Real Estate Investment Trust Loophole
Ten-year revenue impact: unknown

IRS administrative rulings have created a loophole allowing private prisons, billboard companies, casinos and other businesses to claim that they are making money from rents and thus structure themselves as real estate investment trusts (REITs), which do not pay the corporate income tax.

REITs were created in 1960 to allow a way to invest in a diverse portfolio of real estate similar to investment in other types of business through mutual funds. The profits, most of which must be paid out to investors, are subject to personal income taxes but not corporate income taxes.

The problem is that companies engaging in all types of activities claim to earn profits from their real estate in order to conduct the business through REITs and avoid the corporate income tax.
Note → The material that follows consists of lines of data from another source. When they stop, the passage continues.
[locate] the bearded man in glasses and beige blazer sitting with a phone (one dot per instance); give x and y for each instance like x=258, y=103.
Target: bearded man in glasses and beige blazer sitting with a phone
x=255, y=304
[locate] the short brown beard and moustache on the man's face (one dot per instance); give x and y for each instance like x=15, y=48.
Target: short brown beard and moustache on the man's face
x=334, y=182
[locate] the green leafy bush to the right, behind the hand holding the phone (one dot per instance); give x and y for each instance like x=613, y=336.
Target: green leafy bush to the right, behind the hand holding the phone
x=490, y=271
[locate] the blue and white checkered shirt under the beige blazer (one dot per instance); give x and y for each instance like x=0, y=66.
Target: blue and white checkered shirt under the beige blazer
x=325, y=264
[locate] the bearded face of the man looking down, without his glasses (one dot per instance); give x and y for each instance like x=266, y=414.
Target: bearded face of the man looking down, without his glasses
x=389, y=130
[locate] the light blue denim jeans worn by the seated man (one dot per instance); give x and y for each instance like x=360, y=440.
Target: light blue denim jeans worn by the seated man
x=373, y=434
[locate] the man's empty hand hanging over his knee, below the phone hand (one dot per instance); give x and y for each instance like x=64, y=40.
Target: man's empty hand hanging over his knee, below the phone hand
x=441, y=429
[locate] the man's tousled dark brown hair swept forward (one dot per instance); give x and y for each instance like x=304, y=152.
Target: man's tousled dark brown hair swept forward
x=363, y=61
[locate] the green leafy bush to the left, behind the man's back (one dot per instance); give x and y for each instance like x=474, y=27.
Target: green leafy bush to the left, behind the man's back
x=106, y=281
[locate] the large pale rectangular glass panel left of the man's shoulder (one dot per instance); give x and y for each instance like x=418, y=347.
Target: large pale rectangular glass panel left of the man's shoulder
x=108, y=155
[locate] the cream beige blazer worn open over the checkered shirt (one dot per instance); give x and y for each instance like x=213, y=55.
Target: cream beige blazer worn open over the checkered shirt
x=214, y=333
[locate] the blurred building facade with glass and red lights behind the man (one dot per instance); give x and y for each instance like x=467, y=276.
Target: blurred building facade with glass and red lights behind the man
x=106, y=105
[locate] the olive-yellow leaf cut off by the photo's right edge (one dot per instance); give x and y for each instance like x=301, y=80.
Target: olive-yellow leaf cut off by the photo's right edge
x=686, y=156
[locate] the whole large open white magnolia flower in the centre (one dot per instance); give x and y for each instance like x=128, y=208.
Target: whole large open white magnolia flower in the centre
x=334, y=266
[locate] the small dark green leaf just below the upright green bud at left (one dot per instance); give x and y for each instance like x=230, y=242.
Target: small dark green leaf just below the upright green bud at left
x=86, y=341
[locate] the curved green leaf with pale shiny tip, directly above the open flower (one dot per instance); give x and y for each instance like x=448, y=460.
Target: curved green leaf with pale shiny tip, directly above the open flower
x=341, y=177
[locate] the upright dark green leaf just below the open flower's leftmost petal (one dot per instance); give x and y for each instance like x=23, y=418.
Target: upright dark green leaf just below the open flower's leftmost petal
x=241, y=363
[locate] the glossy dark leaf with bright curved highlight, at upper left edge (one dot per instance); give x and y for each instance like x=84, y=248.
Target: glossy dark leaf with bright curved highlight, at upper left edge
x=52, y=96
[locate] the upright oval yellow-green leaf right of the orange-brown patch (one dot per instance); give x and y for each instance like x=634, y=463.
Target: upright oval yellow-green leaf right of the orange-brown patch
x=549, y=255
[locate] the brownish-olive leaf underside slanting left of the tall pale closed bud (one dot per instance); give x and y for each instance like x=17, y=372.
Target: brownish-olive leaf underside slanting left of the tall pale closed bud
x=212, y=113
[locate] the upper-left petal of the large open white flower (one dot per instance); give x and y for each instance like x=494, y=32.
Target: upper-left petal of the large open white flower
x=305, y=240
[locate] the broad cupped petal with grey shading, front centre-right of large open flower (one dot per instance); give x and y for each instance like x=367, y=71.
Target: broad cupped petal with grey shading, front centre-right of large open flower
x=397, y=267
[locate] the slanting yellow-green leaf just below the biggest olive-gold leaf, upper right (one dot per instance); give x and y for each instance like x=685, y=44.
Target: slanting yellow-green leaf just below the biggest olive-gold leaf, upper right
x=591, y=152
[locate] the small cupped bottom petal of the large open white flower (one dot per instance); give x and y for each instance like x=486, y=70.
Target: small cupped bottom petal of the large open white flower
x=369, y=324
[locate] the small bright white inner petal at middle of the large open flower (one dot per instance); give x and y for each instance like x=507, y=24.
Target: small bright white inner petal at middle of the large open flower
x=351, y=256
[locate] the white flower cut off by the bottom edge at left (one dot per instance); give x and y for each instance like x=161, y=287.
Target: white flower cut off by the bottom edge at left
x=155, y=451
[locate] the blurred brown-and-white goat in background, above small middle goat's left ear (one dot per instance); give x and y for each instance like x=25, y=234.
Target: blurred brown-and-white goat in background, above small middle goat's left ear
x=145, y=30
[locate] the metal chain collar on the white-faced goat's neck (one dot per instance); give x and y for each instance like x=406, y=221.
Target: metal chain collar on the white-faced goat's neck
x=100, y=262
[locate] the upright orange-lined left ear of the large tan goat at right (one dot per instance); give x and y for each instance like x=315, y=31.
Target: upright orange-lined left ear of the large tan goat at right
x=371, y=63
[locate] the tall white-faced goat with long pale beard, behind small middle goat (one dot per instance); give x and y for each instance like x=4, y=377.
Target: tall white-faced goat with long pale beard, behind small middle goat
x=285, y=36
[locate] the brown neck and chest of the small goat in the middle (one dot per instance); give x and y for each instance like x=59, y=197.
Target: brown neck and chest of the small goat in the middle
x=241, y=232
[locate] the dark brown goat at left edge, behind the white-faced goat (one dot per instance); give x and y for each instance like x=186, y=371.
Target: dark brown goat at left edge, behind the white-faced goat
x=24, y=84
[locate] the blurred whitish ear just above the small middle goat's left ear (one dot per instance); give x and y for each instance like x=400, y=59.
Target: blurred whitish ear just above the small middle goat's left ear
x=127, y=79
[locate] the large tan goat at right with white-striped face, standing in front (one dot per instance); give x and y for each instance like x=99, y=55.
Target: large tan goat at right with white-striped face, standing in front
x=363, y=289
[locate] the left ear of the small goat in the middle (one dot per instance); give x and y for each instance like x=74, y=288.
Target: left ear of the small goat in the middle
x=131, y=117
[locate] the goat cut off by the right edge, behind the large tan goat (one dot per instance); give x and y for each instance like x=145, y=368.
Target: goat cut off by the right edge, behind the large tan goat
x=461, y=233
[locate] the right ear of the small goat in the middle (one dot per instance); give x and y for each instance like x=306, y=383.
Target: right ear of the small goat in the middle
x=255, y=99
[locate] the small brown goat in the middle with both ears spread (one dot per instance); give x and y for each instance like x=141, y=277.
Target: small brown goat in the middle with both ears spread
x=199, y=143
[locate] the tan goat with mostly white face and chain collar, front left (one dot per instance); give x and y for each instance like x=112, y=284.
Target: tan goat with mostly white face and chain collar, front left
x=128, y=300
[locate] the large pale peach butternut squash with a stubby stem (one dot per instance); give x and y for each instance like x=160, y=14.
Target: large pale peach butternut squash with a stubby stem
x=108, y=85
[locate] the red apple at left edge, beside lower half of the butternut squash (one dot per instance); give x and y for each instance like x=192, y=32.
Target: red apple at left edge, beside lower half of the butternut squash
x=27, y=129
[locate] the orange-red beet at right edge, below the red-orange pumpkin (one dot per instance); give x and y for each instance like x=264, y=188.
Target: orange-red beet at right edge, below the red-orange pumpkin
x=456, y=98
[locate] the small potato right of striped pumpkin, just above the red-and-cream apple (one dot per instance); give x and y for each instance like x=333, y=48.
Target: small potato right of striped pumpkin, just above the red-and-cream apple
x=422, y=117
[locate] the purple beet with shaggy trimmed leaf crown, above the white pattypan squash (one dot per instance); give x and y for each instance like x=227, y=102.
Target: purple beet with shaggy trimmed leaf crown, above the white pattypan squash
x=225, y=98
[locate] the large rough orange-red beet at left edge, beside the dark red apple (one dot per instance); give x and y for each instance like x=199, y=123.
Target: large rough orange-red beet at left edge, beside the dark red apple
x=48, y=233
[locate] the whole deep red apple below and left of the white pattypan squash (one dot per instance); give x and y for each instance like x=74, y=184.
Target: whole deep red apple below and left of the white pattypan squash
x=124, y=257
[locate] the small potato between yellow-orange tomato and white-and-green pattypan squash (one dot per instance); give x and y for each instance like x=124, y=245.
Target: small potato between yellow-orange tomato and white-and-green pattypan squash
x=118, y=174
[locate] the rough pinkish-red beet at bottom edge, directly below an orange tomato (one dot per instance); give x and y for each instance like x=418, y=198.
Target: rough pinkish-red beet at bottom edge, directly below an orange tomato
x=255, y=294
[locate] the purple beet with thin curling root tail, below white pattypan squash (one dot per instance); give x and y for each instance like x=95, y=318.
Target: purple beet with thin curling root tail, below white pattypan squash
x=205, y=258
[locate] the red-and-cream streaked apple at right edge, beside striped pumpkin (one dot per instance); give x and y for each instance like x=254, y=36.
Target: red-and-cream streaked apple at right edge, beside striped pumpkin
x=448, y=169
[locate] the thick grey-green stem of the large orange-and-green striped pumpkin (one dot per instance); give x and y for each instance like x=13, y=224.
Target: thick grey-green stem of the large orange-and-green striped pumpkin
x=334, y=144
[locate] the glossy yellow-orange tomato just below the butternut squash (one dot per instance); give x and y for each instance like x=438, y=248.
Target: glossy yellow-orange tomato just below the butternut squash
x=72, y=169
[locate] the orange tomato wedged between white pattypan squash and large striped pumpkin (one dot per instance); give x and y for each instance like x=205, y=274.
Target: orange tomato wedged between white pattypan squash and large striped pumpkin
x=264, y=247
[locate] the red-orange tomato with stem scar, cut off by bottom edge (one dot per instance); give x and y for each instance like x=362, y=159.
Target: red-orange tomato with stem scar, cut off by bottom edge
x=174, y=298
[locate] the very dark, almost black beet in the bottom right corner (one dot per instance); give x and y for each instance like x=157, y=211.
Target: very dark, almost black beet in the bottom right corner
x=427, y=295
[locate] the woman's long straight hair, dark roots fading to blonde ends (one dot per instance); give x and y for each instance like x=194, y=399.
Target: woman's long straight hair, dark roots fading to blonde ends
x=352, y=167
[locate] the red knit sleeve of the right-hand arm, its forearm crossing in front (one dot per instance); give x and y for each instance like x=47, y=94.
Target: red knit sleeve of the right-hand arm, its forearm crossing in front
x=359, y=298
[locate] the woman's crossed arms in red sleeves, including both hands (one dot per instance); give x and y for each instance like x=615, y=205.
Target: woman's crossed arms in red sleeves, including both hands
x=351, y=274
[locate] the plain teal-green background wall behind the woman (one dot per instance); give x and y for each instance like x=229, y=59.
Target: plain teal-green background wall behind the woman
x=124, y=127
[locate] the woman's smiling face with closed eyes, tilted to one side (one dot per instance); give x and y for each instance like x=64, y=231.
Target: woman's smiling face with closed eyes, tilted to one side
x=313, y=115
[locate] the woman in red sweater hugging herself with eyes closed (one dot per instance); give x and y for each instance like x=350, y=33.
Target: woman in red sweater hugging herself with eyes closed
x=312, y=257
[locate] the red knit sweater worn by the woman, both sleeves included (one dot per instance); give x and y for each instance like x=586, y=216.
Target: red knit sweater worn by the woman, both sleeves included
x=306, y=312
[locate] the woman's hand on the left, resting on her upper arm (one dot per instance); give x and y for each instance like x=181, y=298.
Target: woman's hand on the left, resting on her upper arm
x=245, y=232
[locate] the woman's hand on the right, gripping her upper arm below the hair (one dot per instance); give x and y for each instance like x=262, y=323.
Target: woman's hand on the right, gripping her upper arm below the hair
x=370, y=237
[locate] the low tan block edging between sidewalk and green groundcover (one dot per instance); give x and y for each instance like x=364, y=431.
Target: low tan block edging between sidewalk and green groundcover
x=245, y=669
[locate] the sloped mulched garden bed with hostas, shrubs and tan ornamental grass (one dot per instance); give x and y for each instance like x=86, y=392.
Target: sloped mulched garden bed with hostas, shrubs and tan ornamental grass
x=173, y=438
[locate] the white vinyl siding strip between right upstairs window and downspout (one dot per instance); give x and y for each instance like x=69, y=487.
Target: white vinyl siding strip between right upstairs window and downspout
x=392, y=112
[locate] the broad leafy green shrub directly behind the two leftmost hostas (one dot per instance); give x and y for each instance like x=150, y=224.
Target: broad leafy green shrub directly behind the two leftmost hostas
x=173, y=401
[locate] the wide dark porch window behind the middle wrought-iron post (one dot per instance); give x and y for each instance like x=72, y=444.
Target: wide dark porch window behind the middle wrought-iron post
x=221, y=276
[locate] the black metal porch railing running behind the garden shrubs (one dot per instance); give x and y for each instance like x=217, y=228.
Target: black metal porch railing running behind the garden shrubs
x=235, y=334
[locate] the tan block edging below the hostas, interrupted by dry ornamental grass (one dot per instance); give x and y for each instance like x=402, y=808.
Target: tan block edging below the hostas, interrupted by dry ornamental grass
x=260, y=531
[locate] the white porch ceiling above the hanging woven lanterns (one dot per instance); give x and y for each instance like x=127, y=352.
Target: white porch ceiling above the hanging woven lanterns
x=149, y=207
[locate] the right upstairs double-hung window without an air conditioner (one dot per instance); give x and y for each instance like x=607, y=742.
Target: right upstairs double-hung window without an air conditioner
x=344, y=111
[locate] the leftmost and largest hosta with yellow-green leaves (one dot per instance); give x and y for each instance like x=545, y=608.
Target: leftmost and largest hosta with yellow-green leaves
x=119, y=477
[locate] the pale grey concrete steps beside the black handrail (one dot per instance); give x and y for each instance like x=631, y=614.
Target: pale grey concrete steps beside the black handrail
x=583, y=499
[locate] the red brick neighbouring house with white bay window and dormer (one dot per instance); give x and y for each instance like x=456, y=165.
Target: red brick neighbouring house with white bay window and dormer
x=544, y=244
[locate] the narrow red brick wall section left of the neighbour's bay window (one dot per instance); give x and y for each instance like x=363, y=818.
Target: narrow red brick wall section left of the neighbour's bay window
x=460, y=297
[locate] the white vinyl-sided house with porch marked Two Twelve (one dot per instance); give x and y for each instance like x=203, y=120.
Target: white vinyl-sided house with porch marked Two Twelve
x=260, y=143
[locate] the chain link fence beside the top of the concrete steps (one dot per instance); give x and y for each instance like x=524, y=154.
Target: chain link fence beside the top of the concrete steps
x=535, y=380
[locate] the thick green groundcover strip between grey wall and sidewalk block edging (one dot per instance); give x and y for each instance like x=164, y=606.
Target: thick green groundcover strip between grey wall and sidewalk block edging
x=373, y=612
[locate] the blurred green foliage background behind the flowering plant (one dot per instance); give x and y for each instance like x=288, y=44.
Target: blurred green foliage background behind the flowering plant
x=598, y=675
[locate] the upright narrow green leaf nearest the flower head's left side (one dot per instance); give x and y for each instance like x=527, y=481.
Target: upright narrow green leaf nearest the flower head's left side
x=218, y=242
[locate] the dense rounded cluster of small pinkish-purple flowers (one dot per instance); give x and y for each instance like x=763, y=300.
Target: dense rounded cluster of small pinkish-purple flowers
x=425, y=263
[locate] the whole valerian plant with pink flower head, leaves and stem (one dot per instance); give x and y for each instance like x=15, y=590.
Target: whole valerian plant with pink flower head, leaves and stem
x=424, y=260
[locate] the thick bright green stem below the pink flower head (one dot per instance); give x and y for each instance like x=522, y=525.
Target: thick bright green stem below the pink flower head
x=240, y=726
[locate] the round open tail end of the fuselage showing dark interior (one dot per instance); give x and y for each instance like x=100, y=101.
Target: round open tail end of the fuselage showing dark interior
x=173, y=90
The New York Times has reported that these companies now include “Corrections Corporation of America, which owns and operates 44 prisons and detention centers across the nation,” and “Penn National Gaming, which operates 22 casinos, including the M Resort Spa Casino in Las Vegas.” They also include “Lamar Advertising, an outdoor advertising firm, and Equinix, a data center operator.”

IRS administrative rulings basically allow these businesses to claim that their income is generated by the land and buildings that they are using and therefore qualify as REITs. Under this standard, it is not clear what would stop a fast food restaurant chain, a major chain retailer or any company with real estate assets from claiming that it can convert to a REIT in the same way and avoid the corporate income tax. The Treasury Department should issue regulations that undo the effect of these administrative rulings.